BATH’S Fashion Museum is set to reopen in autumn 2030 as architects have been appointed to turn Bath’s old post office into its new home.

The iconic institution has been homeless since the National Trust took back its former premises at the Assembly Rooms in 2022.

Now the Fashion Museum is set to reopen at a new location in the city centre. Architects 6a have been handed the job of turning the Grade II listed old post office on the corner of New Bond Street into a “state-of-the-art 21st-century cultural institution.”

Construction is expected to start in 2027, with the museum expected to open its doors in the autumn of 2030 — eight years after it closed at its former home of the Assembly Rooms. The museum will include new learning spaces for workshops, lectures, and school visits, a cafe and shop, and venues for hire.

Paul Roper, Bath and North East Somerset Council’s cabinet member for economic and cultural sustainable development, said: “The creation of our new Fashion Museum is of national and international significance. This is reflected in the outstanding architectural practices who tendered for this project.

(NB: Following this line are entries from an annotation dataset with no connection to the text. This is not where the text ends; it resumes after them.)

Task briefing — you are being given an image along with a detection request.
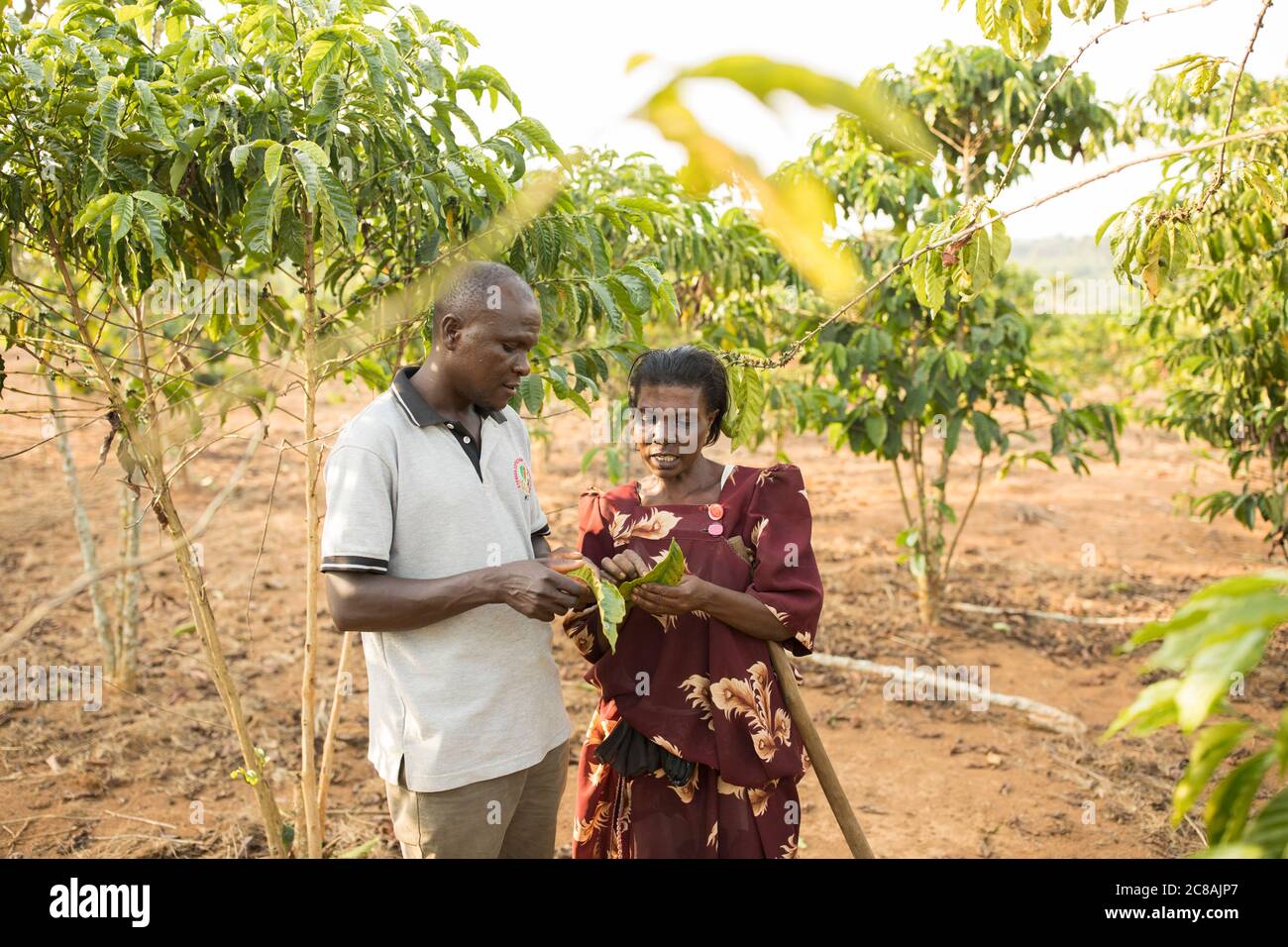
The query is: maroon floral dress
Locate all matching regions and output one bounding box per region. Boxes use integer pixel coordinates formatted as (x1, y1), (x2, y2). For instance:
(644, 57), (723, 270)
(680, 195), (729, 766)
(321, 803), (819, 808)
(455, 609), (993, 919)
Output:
(566, 464), (823, 858)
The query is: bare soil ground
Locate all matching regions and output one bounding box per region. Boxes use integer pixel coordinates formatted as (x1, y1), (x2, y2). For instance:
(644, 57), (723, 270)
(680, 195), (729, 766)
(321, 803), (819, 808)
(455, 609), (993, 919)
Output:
(0, 363), (1288, 858)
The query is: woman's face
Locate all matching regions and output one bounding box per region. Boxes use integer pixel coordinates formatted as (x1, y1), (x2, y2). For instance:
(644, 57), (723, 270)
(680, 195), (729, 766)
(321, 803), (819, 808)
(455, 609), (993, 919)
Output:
(631, 385), (712, 479)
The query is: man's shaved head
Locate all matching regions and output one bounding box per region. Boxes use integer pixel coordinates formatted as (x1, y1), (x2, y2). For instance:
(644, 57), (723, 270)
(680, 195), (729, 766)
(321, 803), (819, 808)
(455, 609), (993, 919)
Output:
(417, 262), (541, 411)
(433, 261), (535, 342)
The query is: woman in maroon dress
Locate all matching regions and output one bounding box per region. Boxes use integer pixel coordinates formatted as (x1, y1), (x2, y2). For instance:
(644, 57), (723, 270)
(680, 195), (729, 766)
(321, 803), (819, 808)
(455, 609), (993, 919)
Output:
(566, 346), (823, 858)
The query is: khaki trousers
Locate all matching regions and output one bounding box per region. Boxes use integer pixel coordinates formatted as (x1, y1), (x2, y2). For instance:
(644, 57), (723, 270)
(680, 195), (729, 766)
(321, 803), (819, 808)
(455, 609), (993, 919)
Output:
(385, 741), (570, 858)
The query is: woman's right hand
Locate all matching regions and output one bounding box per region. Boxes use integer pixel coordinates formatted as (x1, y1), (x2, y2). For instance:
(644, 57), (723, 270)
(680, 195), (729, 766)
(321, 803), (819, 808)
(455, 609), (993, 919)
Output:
(599, 549), (652, 585)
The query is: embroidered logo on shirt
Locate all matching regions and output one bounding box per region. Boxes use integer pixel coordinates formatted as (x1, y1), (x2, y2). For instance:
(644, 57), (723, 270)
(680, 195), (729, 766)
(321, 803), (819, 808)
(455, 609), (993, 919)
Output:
(514, 458), (532, 496)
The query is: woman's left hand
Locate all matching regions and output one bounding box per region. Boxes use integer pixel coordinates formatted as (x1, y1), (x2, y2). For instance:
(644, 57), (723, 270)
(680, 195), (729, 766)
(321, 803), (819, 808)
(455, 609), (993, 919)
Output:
(631, 574), (709, 614)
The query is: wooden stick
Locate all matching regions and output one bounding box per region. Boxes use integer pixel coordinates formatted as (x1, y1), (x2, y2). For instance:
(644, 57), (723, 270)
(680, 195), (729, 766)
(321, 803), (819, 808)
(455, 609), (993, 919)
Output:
(768, 642), (876, 858)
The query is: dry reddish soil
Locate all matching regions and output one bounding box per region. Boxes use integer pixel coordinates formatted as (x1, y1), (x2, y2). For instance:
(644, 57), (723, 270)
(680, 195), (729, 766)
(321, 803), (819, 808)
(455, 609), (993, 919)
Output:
(0, 359), (1288, 858)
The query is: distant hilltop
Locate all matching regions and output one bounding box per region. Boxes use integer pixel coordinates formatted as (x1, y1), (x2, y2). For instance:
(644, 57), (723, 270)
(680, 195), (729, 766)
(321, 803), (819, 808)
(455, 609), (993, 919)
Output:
(1010, 236), (1115, 279)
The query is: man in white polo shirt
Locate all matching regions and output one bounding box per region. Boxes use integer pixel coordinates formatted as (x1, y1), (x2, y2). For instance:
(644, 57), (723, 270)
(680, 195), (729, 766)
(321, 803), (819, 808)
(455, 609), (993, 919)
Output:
(322, 263), (588, 858)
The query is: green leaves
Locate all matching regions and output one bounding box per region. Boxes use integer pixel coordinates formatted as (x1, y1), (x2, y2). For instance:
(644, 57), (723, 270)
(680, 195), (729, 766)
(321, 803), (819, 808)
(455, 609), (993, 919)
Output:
(567, 565), (626, 651)
(241, 176), (275, 257)
(1104, 570), (1288, 858)
(567, 540), (684, 652)
(300, 30), (345, 89)
(618, 540), (686, 614)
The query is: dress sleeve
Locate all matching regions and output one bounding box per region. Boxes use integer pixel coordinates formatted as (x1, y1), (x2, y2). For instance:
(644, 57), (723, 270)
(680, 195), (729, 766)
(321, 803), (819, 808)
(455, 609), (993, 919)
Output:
(564, 489), (613, 663)
(747, 464), (823, 656)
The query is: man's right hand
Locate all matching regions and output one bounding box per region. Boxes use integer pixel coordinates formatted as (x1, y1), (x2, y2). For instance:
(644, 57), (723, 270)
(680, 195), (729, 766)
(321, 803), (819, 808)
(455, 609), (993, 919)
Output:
(499, 559), (585, 621)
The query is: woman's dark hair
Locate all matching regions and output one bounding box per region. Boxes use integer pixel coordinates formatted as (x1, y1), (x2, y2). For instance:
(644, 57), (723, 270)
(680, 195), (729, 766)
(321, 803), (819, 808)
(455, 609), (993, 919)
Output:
(626, 346), (729, 445)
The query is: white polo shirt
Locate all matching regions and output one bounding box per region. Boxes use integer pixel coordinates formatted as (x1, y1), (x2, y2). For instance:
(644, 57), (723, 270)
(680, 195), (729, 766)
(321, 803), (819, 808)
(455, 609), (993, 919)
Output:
(322, 366), (572, 792)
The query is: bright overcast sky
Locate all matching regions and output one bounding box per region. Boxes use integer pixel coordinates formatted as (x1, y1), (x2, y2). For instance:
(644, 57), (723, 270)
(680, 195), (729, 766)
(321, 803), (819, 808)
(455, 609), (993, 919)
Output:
(422, 0), (1288, 237)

“This is going to be a new, world class institution in a UNESCO World Heritage City and there is huge excitement that, at long last, we will be able to display our unique and outstanding fashion collection in a setting it fully deserves.”

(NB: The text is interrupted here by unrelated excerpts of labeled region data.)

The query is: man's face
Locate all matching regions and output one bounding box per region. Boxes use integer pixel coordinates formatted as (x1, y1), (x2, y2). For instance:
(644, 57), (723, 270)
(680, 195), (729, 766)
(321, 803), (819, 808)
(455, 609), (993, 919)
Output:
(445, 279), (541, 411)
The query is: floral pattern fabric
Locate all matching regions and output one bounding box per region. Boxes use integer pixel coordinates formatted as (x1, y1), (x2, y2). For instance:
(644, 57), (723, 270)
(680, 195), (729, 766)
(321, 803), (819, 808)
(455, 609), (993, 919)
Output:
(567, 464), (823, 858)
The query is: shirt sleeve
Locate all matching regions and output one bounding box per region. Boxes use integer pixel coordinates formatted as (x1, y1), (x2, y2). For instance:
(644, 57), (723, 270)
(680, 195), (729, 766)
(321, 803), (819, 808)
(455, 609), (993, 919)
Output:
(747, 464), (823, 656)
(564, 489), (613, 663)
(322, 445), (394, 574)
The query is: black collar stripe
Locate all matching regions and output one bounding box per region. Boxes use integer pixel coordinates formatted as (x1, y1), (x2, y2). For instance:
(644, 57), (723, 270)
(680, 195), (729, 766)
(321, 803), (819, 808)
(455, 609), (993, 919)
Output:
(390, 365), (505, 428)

The award-winning architecture firm specialises in “sensitively transforming” historic spaces and previous projects include gallery spaces at the Tate Liverpool and the South London Gallery. Tom Emerson, co-founder of 6a, said: “We are delighted to be selected to design the Fashion Museum Bath. Fashion, re-use, museums, and galleries have been central to our practice, and we look forward to bringing these threads together in this ambitious project.

“The Fashion Museum’s collection, just like the architecture of Bath, is an incredible source of inspiration and we are excited to work with the museum team to bring it to the broadest of audiences.”

The original Fashion Museum collection was gifted to the city by Doris Langley Moore in 1959, although it has since been added to. There are now over 100,000 objects in the Fashion Museum collection, ranging from the 1600s up to modern day.

The Fashion Museum had to leave its former home of 60 years at the Assembly Rooms in October 2022 after the National Trust, which owns the historic building, exercised a break clause in its lease.